NEWLY-ELECTED member of parliament Anwar Ibrahim said he felt “vindicated” by his successful return to politics after a tumultuous career that saw him imprisoned twice on charges he says were politically motivated.
“I have been deprived of my right from time to time and I have to go through a by-election to come back … I feel vindicated,” Anwar told reporters at the swearing-in ceremony in Malaysian parliament on Monday.
The 71-year-old joins his wife, Wan Azizah Wan Ismail – the current deputy prime minister – and his daughter, Nurul Izzah Anwar, in parliament after a sweeping victory saw him secure 72 percent of the vote in the Port Dickson by-election.
Dubbed Malaysia’s prime minister-in-waiting, Anwar is expected to take over the premiership from current PM and Anwar’s former bitter rival Dr Mahathir Mohamad.

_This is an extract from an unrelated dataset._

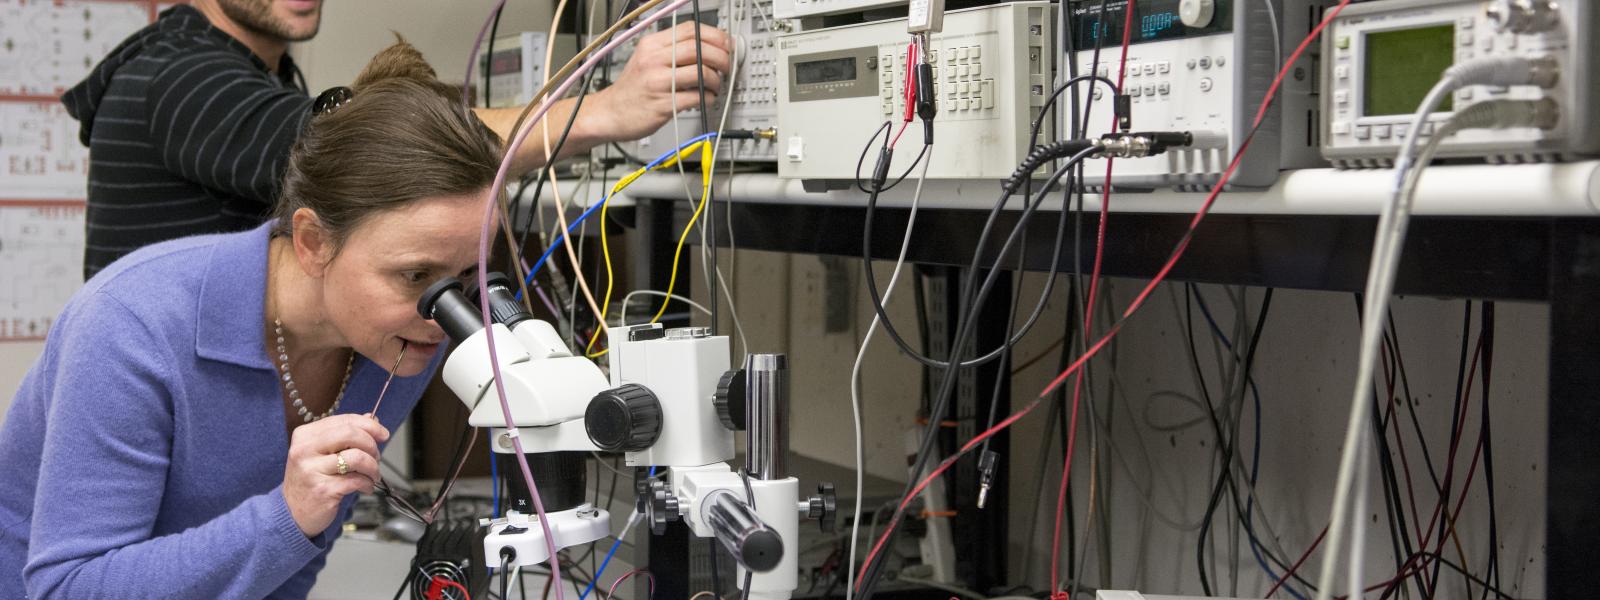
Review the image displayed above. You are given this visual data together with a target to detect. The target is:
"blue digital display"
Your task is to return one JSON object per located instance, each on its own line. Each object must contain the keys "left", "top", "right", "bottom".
{"left": 1071, "top": 0, "right": 1232, "bottom": 51}
{"left": 1141, "top": 11, "right": 1180, "bottom": 37}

Mahathir took the position as de facto head of the Pakatan Harapan coalition in the lead up to May’s election on the understanding he would step down as soon as Anwar was granted a royal pardon. This would clear Anwar’s past convictions, allowing him to enter into politics once again.

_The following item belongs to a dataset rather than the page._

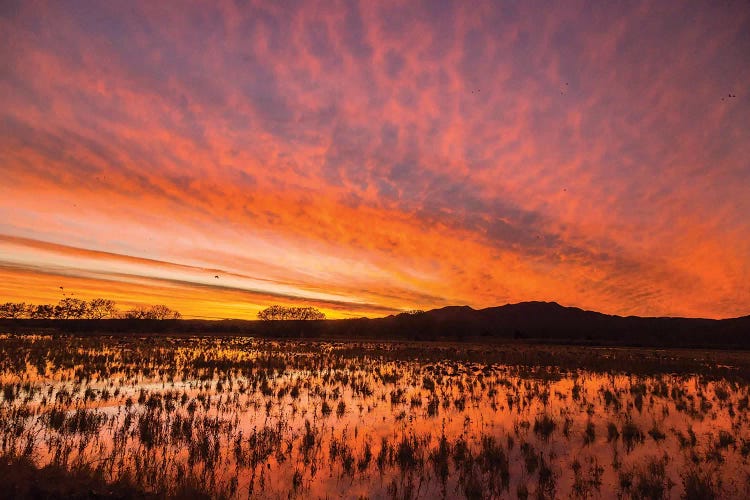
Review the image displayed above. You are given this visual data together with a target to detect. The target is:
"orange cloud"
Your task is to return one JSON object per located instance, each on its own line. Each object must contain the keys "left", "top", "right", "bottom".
{"left": 1, "top": 1, "right": 749, "bottom": 319}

Anwar secured that pardon just seven days after the landmark May 9 election that ousted long-ruling United Malay’s National Organisation. His election to member of parliament is the latest step on his pathway to the premiership.

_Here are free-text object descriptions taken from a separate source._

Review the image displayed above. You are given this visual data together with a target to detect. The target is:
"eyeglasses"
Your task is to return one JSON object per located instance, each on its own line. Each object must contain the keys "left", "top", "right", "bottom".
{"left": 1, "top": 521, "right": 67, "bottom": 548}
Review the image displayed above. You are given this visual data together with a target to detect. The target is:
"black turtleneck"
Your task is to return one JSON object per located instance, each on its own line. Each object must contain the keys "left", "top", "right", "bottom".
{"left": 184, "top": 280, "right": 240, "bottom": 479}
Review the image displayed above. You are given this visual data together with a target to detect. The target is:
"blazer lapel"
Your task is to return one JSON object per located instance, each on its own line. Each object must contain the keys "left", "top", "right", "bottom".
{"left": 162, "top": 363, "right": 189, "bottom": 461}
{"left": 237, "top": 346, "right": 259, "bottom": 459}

However, five months on from the election, Mahathir is showing no signs of giving up his seat at the head of the country.
Anwar said on Monday they were not setting a timeline for the transition of power. He also reaffirmed his commitment to his role as MP, saying he would not be seeking a cabinet position in order to allow Mahathir the “space and latitude to continue unaffected by the constraints of time or pressure,” he told reporters.
He added that he gives his “total and unequivocal support” to both Mahathir and the whole cabinet in progressing the coalition’s agenda.
The relationship between Anwar and Mahathir has been complicated and strained over their decades in politics. Back in the 1990s, the man that Anwar now describes as “the best man to lead Malaysia” was the driving force behind his first jailing.
Once deputy prime minister of the former ruling coalition, Anwar was convicted of sodomy and corruption in 1999 after a power struggle with then-prime minister Mahathir. He was freed in 2004 but, after becoming a political threat to then-prime minister Najib Razak, he was once again convicted for sodomy in 2015, charges that he said were designed to destroy his political career.